1. 10

  2. 4


    jemalloc wouldn’t help in the naive Python interpreter. pymalloc directly uses OS virtual memory allocation routines for its object heap, which is mmap on Linux

    … well in that case libc.malloc_trim should not help either?

    1. 2

      All sorts of fun python optimizations that can be done if you specifically know your use case. I wrote about optimizing thread stack size years ago. http://jrwren.wrenfam.com/blog/2016/02/16/optimizing-uwsgi-for-many-many-threads-and-processes/index.html

      1. 1

        This is surprising. The linked What causes Ruby memory bloat? has some numbers: 230 MB allocated vs only 7 MB being used (not freed) by Ruby.
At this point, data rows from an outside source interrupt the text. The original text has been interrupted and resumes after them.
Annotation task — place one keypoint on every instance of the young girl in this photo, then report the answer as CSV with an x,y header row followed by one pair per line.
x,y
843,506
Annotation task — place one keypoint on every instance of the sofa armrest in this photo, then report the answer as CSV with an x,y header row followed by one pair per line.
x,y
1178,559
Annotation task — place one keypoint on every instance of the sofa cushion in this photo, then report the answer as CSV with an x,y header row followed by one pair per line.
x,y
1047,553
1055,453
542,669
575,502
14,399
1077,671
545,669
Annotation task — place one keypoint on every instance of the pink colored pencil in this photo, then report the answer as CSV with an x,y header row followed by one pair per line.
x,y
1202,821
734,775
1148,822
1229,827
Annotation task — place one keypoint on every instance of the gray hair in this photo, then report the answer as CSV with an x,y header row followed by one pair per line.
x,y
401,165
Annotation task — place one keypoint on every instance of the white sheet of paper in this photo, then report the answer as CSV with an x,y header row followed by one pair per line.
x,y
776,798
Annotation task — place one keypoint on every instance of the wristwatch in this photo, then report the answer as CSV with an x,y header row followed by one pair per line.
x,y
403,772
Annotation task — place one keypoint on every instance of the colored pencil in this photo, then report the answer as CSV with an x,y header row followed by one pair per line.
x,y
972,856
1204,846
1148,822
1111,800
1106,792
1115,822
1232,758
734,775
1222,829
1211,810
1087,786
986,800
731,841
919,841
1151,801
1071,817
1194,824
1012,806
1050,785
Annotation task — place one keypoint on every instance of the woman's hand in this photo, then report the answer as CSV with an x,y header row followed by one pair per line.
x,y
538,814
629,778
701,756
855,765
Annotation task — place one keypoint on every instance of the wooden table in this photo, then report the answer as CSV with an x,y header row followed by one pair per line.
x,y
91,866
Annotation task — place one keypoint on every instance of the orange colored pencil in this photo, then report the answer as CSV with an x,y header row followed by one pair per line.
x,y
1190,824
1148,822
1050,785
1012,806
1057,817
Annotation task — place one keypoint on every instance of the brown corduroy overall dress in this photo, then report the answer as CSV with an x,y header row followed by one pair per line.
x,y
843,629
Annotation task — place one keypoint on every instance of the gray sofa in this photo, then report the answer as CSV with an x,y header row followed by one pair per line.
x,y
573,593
I wonder if there is some system-wide way to make libc release free memory sooner. It could have a big impact on available memory (at the expense of performance).

        EDIT: mallopt apparently has M_TRIM_THRESHOLD that controls this. It specifies the minimum amount of space that can be released. But I suspect the man page is out of date because it claims the default is 128 KiB (much less than 230 MB - 7 MB in the Ruby case above) and neither Ruby or CPython call this. It also makes references to sbrk() and I thought these days memory allocators use mmap() instead.

        1. 2

          I think I’ve heard something about glibc’s malloc still using sbrk for some cases? Modern allocators of course only use mmap, new platforms often just don’t have sbrk at all (e.g. FreeBSD/aarch64&riscv64)

          1. 1

            Ah, that’s probably true given GNU’s focus on being compatible with many systems.

          2. 2

            This kind of thing is often misleading. In snmalloc, we use MADV_FREE on *NIX platforms that support it. This allows the kernel to reclaim pages but the kernel won’t unless physical memory is constrained. On Windows, we register for a low-memory notification and only decommit memory when there is physical memory pressure.

            There is no performance problem from using a load of memory, as long as that memory exists and nothing else wants to use it. There is a problem if using memory prevents allocation, causes swapping, or evicts hot things from the buffer cache. The goal for a memory allocator should be to avoid the latter. There’s nothing wrong with using 10GiB of memory on a system with 128GiB total and 32GiB free. There’s a big problem with using 1GiB on a system with 4GiB that’s starting to swap.

          3. 1

            I’m really sceptical of anything that recommends using malloc_trim. This API is only possible to implement (as anything other than a no-op) on memory allocators that subdivide allocations. You leave a lot of performance on the floor as a result of that early design choice. Using any sizeclass allocator will give you far more performance on most workloads than any use of malloc_trim. The big string-processing benchmark in SPEC is xalanc. snmalloc gives a 30% performance increase relative to the default glibc malloc, no amount of malloc_trim will give the same speedup.